Here's how Egenera describes PAN manager
PAN Manager replaces hardware components found within traditional servers with software, as well as much of the connecting "glue" that typically connects servers to other data center components (such as networks, storage and management), and significantly reduces the amount of switching infrastructure within the data center itself.
"Servers" are no longer physical devices with a specific hardware configuration—operating system, application, revision level, etc.—but software-based "assets" that can be dynamically applied to computing resources (processors and memory) as needed. As a consequence, these computing resources can be used much more efficiently, capital and operational expenses are reduced, and servers can be provisioned and re-purposed in minutes rather than weeks or longer.
Virtualizing infrastructure is just the start. The extended value of PAN Manager software comes from the services provided on top of the data center virtualization architecture.

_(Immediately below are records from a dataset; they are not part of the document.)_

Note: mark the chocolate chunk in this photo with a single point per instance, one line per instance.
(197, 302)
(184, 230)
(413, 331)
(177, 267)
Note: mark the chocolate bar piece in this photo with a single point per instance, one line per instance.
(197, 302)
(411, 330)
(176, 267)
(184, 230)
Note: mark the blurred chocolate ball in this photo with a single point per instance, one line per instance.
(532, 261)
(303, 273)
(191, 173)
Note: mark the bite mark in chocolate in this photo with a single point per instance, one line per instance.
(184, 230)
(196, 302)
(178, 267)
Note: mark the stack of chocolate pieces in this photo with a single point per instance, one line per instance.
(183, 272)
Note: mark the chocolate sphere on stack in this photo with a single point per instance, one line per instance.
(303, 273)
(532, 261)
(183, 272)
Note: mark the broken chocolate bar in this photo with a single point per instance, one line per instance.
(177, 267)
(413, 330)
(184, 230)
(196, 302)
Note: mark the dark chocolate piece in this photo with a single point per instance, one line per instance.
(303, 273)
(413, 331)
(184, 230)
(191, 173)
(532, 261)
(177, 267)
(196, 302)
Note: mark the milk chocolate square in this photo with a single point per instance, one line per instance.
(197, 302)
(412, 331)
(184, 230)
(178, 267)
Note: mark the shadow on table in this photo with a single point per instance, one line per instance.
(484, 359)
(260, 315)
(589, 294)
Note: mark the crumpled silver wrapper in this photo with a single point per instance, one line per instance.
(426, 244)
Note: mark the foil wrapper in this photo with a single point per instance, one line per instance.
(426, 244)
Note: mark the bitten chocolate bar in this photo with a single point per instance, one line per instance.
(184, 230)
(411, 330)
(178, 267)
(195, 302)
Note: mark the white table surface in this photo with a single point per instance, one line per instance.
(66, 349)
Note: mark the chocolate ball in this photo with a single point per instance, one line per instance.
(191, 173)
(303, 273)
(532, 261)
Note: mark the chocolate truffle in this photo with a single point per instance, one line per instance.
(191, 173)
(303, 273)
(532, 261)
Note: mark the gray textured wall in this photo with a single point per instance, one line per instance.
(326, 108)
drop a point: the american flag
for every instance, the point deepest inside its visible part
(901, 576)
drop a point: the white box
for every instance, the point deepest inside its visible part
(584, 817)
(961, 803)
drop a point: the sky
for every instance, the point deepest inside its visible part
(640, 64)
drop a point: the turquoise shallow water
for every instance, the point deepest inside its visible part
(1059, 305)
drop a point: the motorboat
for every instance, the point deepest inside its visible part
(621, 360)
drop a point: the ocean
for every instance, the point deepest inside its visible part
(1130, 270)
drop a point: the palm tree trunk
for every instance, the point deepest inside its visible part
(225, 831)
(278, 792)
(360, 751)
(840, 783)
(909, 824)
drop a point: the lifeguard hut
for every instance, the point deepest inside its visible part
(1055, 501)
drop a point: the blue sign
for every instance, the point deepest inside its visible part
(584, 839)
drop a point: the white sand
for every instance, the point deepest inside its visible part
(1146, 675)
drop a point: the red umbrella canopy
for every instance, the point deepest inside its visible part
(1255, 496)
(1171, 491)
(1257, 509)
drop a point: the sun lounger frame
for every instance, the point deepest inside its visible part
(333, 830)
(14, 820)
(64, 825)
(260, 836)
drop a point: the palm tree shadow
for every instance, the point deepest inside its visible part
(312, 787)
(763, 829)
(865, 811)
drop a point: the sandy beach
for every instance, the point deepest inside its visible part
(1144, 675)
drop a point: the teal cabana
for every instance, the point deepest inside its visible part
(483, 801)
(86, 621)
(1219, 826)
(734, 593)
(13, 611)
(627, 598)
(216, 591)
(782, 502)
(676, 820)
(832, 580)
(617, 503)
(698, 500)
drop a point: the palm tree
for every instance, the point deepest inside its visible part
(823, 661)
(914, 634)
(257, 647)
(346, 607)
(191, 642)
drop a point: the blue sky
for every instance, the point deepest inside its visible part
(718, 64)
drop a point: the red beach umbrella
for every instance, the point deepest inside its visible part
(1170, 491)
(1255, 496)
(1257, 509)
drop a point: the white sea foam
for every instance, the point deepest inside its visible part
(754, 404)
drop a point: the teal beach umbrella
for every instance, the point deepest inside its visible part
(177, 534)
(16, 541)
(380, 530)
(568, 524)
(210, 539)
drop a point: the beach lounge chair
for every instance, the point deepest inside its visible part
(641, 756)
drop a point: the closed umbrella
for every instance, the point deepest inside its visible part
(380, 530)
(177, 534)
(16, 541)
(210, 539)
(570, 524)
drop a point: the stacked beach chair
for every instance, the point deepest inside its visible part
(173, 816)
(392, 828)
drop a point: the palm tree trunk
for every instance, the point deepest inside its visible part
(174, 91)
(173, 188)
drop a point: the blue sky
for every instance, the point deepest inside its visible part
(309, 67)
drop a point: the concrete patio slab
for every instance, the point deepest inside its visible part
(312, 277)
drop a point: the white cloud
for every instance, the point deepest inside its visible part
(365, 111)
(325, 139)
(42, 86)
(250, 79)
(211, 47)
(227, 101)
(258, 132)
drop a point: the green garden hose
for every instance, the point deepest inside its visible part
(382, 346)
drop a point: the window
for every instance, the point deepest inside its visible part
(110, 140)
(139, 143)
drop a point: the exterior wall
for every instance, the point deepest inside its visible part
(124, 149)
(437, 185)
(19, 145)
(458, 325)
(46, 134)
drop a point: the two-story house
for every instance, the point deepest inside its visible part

These include:
Provisioning and management
- Create virtual resources and resource pools
- Create servers
- Monitoring and events system
- Virtual remote management
- Online server re-configuration
- Dynamic repurposing
N+1 High Availability
- Automatic server failover
- Application clustering
N+1 Disaster Recovery
- Cost-effective, full system failover
- Secure partitioning
- Administrative roles and privileges
- Multi-frame management
- Multi-frame N+1 high-availability
Snapshot analysisAs I mentioned in my last few posts on the company, Egenera has long offered the tools to make a blade computing system act a great deal like a single symmetric mulitprocessing computer. The system’s workload could be orchestrated to make the best possible use of the available hardware and respond to planned and unplanned outages. Although this software was very powerful, it relied upon the features of Egenera’s own systems to work. This meant that companies who had selected another vendor’s hardware could not deploy Egenera’s PAN Manager regardless of well the product’s features and strengths fit their requirements. Egenera has certainly addressed that issue and has started building a network of friends and partners who are interested in using the capabilities of PAN manager to help sell their own blade computing solutions.
As I mentioned before, Egenera now faces competition from companies such as, Cassatt, Scalent Systems, Surgient, Novell/PlateSpin, and others offering management products for virtualized resources. Although Egenera would point out that they've been in business longer, have a larger number of partners and have a large installed base of satisfied customers, they still need to be aware that competitors exist and are offering interesting technology.
Egenera clearly has addressed many of the technical challenges to making general purpose blade systems act in similar ways to their proprietary systems. Helping CIOs and IT decision-makers become aware of Egenera, its products, and how those products still appears to be a challenge. As Egenera develops partnerships and alliances, the news about PAN manager is very likely to spread.